Belfast City Council is drafting bye-laws which could prevent anti-abortion groups displaying graphic images in parts of the city centre.
Alliance councillor Michelle Kelly, who has suffered three miscarriages, raised the issue with the council's legal services department, which is drawing up the proposals.
"One in four women suffer miscarriages and they should not have to be traumatised by graphic images of foetuses when they are shopping on a Saturday afternoon," she said.
Earlier this month, Belfast businesswoman Barbara Whearty called on the council to stop anti-abortion groups displaying such images.
Ms Whearty, who had suffered a miscarriage, was speaking after charges against her of unlawfully assaulting two members of the Youth for Life wing of Precious Life were dismissed.
Councillor Kelly said: "I've had three miscarriages. One was early, but two were later. I last miscarried the day before my election to council in 2019.
"A few weeks later, I was in town and ran into graphic imagery displayed at the anti-abortion stall in Cornmarket.
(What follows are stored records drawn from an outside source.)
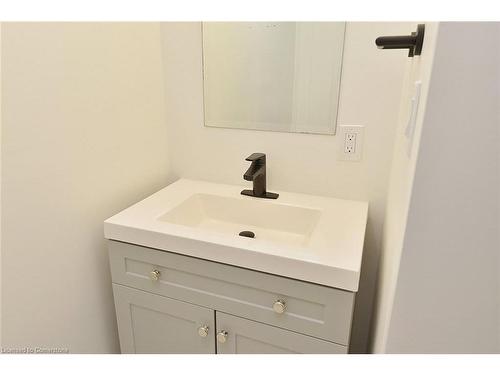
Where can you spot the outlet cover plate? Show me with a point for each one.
(350, 142)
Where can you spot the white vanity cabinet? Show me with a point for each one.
(172, 303)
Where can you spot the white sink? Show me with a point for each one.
(306, 237)
(278, 223)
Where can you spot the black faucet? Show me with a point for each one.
(257, 174)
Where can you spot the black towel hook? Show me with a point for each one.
(413, 42)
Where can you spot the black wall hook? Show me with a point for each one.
(413, 42)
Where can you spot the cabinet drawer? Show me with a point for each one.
(243, 336)
(312, 309)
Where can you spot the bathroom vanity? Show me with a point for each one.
(185, 281)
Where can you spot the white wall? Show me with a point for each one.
(418, 68)
(370, 96)
(83, 137)
(447, 294)
(0, 186)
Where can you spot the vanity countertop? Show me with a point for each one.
(300, 236)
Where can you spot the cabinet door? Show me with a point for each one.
(242, 336)
(148, 323)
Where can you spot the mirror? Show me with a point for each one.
(276, 76)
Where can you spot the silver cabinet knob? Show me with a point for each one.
(203, 331)
(279, 306)
(222, 337)
(155, 275)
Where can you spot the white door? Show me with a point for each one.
(148, 323)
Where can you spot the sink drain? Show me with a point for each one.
(247, 233)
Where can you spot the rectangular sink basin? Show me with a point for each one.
(300, 236)
(277, 223)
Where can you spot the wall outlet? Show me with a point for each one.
(350, 138)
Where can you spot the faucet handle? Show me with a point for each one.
(256, 156)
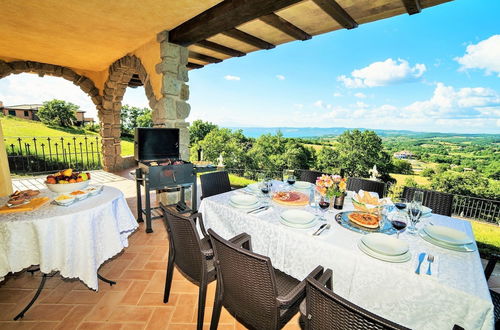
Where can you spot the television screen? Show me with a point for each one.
(156, 143)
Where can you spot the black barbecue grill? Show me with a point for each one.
(161, 169)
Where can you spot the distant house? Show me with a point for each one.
(29, 111)
(404, 154)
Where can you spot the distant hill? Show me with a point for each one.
(309, 132)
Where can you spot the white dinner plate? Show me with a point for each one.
(244, 200)
(385, 244)
(447, 235)
(302, 185)
(400, 258)
(297, 216)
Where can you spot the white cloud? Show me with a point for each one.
(229, 77)
(384, 73)
(484, 55)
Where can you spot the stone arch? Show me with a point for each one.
(85, 84)
(120, 74)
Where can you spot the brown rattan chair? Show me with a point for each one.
(309, 176)
(357, 184)
(439, 202)
(327, 310)
(192, 255)
(214, 183)
(256, 294)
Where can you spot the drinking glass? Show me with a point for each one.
(324, 204)
(399, 222)
(414, 213)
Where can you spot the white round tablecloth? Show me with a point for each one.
(74, 240)
(457, 293)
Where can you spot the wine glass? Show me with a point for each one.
(324, 204)
(399, 222)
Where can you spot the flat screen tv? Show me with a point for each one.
(156, 143)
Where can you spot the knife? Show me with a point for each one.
(421, 258)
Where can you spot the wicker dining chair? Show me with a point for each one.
(357, 184)
(439, 202)
(192, 255)
(327, 310)
(256, 294)
(214, 183)
(309, 176)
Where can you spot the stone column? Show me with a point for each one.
(172, 108)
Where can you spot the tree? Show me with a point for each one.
(58, 113)
(199, 129)
(360, 151)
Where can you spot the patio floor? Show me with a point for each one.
(135, 302)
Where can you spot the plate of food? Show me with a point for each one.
(291, 198)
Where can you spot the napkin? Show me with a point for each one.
(425, 265)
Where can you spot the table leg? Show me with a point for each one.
(35, 297)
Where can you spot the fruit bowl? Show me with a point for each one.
(68, 187)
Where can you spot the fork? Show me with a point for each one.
(430, 259)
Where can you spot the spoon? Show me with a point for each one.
(430, 259)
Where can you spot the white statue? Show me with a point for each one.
(221, 161)
(374, 173)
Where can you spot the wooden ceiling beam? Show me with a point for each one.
(248, 39)
(222, 17)
(285, 26)
(191, 65)
(412, 6)
(220, 48)
(204, 58)
(332, 8)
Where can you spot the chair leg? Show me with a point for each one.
(170, 274)
(217, 309)
(201, 303)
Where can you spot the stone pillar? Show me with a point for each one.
(172, 108)
(5, 180)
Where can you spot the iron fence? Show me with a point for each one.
(36, 155)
It was deeply upsetting and brought back everything that I'd gone through.
"It's ridiculous that women who have suffered miscarriages are exposed to this. I now have to avoid that area of town completely. I support the right to protest, but it must not involve retraumatising anyone."
Ms Kelly raised the issue with the City Solicitor. "The council's legal services department is currently drafting bye-laws which would prohibit the display in designated areas of images which would likely deter other people from using or enjoying that public space," she said.
Ms Kelly explained that legislative change would also be needed by Stormont's Department of Communities.
"An attempt to regulate the display of these images will likely be tested under Article 10 of the Human Rights Act permitting freedom of expression," she said.
"My attitude is 'bring it on'. Freedom of expression does not mean freedom from responsibility or consequences. Freedom of expression should not give anyone the right to retraumatise those who already have been through heartbreaking experiences."
Ms Kelly said she expected the draft bye-laws to come before the council's strategic policy and resources committee in the next few months.
"They will then go before a full council meeting, and I'm confident that they will pass," she said.
"This is something that should have happened a long time ago, I'm committed to keep working at it until the law is changed."
A council spokeswoman said: "Council officers are working on a set of bye-laws to address a range of issues in Belfast city centre. A draft of the proposed bye-laws will be brought before elected members for consideration in due course."
A Department of Communities spokeswoman said: "The department has not received any correspondence from Belfast City Council regarding council bye-laws."
Earlier this month, Ms Whearty recalled how she had been "completely overwhelmed" when she saw "these words 'Abortion Won't Unrape Her' and shockingly graphic images of foetuses in various stages of development".